The chief backers of the proposal are Switzerland’s biggest trade unions, which argue that pay levels need to reflect the country’s prices - among the world’s highest. A poll by researcher gfs.bern released April 11th said 52 per cent of voters were likely to reject it, while Leger research firm last month found the same percentage would vote yes.

About 10 per cent of Switzerland's full-time workforce receive a pre-tax wage of less than 4,000 francs, according to a statistics-office report for 2010. When adjusted for purchasing power, the Swiss proposed wage would amount to $14.01 (€10.13) an hour. That's more than the minimum wages in Luxembourg and France, at $10.60, and Australia at $10.20, according to 2012 data from the Organization for Economic Cooperation and Development.

With income inequality growing among developed economies, according to the OECD, minimum wages are on the table in other countries as well. In the UK, prime minister David Cameron has increased it to £6.5 (€7.87) per hour, the first time it has been raised more than inflation since 2008.

In the US, president Barack Obama is pushing for an increase in the $7.25-an-hour federal minimum to $10.10, while German chancellor Angela Merkel's cabinet backed a national minimum of 8.50 euros.

George Sheldon, professor of economics at the University of Basel, said the Swiss proposal would be counterproductive.

“Unemployment among the unskilled is increasing,” he said in a phone interview. “The solution to their problem can’t be to make them more expensive.”

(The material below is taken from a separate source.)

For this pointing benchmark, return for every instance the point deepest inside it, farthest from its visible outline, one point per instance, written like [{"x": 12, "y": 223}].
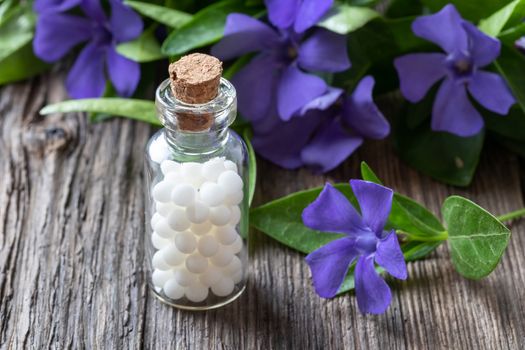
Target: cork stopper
[{"x": 195, "y": 79}]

National referendums, a key element of Switzerland’s political system, are held four times a year. In a country that’s home to about 300 banks, voters often side with employers. In 2012, for instance, they voted down a proposal to require employers to offer six weeks of paid vacation.

Last year, though, voters approved the so-called fat-cat initiative, which gave shareholders a binding vote on managers’ pay and blocked big severance packages. They did reject a measure to limit executives’ pay to 12 times that of junior employees.

Despite being home to multinational corporations such as KitKat-candy-maker Nestle and drugmaker Novartis, Switzerland gets two-thirds of its employment from small and medium-sized enterprises. The Association of Swiss Cleaning Companies, Allpura, opposes the minimum wage, saying it would lead to job cuts and worse working conditions. It says employees in the sector earn between 18.50 francs and 26.50 francs per hour.

Big companies including Nestle, Novartis and Swatch Group are against the measure too, saying it will hurt the economy.

"State intervention in the liberal economic system also goes against the market economy principles of our society that have been so successful to date," Novartis spokesman Dermot Doherty said.